ABOUT OUR COLOURS

It is possible to purchase a full set of 12 “professional” oil paints for less than ten dollars on the web. So how are The Art Treehouse Oil Colours different? Art Treehouse Colours are made by mulling (mixing – not grinding) pure pigments in oil. Inexpensive factory produced paints do not have high concentrations of pigment, because pigment is so expensive. It is quicker and less expensive to simply take a neutral paint base and add pigment to it, much as is done with house paint. It is possible to paint directly with these colors, no medium is required. However, any possibility of using the textures of the pigments is lost.

Oil painting is unique precisely because it makes use of the individual qualities of the pigments. The history of oil painting is filled with stories of artists and their colour makers gathering various exotic pigments and working them into oils.  Each pigment has a different texture, and the artists knew how to work with them. This is very different from, say, printing a color image using a computer. A laser printer or inkjet printer prints one texture only.
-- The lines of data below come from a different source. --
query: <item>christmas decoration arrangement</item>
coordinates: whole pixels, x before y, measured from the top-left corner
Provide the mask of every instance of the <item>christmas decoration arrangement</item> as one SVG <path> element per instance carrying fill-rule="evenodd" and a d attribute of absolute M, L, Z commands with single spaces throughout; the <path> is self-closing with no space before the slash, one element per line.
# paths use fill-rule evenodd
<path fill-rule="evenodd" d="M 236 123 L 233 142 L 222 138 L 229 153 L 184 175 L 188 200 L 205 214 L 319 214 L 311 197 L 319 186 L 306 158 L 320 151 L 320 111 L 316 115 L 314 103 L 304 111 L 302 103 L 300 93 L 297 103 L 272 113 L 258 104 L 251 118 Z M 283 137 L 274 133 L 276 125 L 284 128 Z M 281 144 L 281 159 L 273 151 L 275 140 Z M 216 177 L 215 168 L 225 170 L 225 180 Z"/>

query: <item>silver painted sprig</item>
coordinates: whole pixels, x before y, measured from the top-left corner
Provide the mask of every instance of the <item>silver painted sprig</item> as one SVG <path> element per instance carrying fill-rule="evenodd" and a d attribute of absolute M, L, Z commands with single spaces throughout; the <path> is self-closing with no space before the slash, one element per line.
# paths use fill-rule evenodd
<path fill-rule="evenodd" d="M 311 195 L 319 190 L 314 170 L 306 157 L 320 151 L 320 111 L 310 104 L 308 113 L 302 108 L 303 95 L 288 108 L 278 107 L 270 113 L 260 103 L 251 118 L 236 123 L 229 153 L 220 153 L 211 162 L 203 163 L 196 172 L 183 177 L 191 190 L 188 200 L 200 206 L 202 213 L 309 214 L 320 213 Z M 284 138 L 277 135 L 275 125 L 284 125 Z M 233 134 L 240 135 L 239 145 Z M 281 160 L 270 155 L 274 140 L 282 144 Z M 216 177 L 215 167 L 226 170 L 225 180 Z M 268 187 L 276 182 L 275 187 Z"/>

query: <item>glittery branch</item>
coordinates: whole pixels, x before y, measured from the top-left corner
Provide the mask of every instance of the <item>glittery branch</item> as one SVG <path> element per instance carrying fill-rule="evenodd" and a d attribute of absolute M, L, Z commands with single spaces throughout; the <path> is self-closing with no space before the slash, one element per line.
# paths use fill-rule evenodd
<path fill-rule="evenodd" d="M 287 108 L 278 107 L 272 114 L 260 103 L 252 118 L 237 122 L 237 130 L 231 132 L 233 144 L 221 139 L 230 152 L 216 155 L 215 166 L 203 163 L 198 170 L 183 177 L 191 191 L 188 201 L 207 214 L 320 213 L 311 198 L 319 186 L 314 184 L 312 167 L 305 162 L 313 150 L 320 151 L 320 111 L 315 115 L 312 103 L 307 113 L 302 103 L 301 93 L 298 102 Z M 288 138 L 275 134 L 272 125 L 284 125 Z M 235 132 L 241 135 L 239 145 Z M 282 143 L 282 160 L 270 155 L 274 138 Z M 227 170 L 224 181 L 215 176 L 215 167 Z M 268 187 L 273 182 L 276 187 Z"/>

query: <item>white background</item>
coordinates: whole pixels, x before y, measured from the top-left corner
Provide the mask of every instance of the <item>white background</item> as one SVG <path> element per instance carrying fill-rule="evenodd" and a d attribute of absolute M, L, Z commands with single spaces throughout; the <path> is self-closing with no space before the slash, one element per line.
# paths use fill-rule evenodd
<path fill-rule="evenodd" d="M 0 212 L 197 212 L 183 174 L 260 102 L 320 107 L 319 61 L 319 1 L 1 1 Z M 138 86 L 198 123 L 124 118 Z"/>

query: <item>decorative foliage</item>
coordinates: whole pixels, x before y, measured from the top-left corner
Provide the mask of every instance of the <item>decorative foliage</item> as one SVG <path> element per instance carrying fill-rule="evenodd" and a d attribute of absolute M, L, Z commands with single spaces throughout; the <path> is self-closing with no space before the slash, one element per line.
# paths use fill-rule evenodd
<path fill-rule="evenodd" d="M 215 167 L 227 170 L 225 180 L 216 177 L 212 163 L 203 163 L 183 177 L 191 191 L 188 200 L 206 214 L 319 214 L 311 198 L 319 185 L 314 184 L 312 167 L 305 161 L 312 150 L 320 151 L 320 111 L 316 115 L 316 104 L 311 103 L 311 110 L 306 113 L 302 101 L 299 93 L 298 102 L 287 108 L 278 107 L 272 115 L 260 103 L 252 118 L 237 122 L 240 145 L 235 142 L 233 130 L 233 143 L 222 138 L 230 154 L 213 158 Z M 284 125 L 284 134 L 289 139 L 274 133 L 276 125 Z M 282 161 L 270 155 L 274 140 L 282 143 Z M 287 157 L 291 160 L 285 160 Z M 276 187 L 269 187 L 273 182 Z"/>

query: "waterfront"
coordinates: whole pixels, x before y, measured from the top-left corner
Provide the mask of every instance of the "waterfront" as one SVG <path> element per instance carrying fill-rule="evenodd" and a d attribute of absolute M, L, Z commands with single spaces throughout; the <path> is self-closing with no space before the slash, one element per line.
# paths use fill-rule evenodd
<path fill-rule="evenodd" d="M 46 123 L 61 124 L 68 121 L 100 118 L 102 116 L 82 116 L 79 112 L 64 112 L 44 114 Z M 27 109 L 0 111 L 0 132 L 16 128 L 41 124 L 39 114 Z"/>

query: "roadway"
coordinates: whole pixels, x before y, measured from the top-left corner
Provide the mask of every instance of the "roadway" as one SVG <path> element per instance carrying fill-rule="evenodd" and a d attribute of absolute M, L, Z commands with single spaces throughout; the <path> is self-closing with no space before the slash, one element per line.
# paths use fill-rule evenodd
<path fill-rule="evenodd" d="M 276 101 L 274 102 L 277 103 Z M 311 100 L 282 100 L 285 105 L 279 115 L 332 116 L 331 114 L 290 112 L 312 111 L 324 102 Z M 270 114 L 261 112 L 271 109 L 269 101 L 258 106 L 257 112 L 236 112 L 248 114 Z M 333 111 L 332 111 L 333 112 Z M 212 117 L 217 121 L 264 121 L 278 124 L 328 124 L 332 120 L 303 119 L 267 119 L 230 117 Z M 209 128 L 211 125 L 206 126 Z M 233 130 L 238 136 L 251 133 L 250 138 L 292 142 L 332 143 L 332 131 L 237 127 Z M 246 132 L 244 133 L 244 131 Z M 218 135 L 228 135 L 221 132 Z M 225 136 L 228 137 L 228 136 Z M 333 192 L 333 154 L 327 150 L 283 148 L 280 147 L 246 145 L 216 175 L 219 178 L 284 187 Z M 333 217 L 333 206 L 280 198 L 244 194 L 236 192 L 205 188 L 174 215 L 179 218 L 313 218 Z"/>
Likewise with any tempera or acrylic paint that has a uniform consistency from tube to tube.

Some manufacturers of oil paints modify their paints so that they are all “buttery” or “ropey”, usually promoting this uniformity as superior. However the textures and brushing qualities of the pigments are lost. The pigments in their natural state will sometimes produce short paints, and sometimes long, depending on several factors such as the particle size and specific gravity. To change the natural quality of a pigment requires the use of additives. A small amount (less than 1%) of some additives may be helpful to improve the paint quality, but in general the excessive use of additives does more harm than good.

Art Treehouse Colours contain no solvents or alkyds. They are made with pure walnut or linseed-flax oil, and pigments. They are compatible with many mediums such as…
Linseed Oil
Walnut Oil
Impasto Medium
Varnish Medium
Oil of Spike Lavender
Biobased Thinner

Notice that we do not use the term “paint”, but instead use the word colour. This is to signify that in general these colours work exceptionally well when enriched with a medium. Because of their high concentration of pigment, they are more than just “paint in a tube”. This gives the artist much greater control over the process, where individual and unique decisions can be made regarding texture – impasto or glaze, buttery or ropey, glossy or flat, fine or coarse.

When the term Colour is used, it is exciting to think in terms larger than just a hue on the color spectrum. A colour encompasses much more, including the texture, viscosity, rheology, and even the history of the colour. This is an important part of what makes oil painting so interesting and rewarding. It is what makes oil painting unique.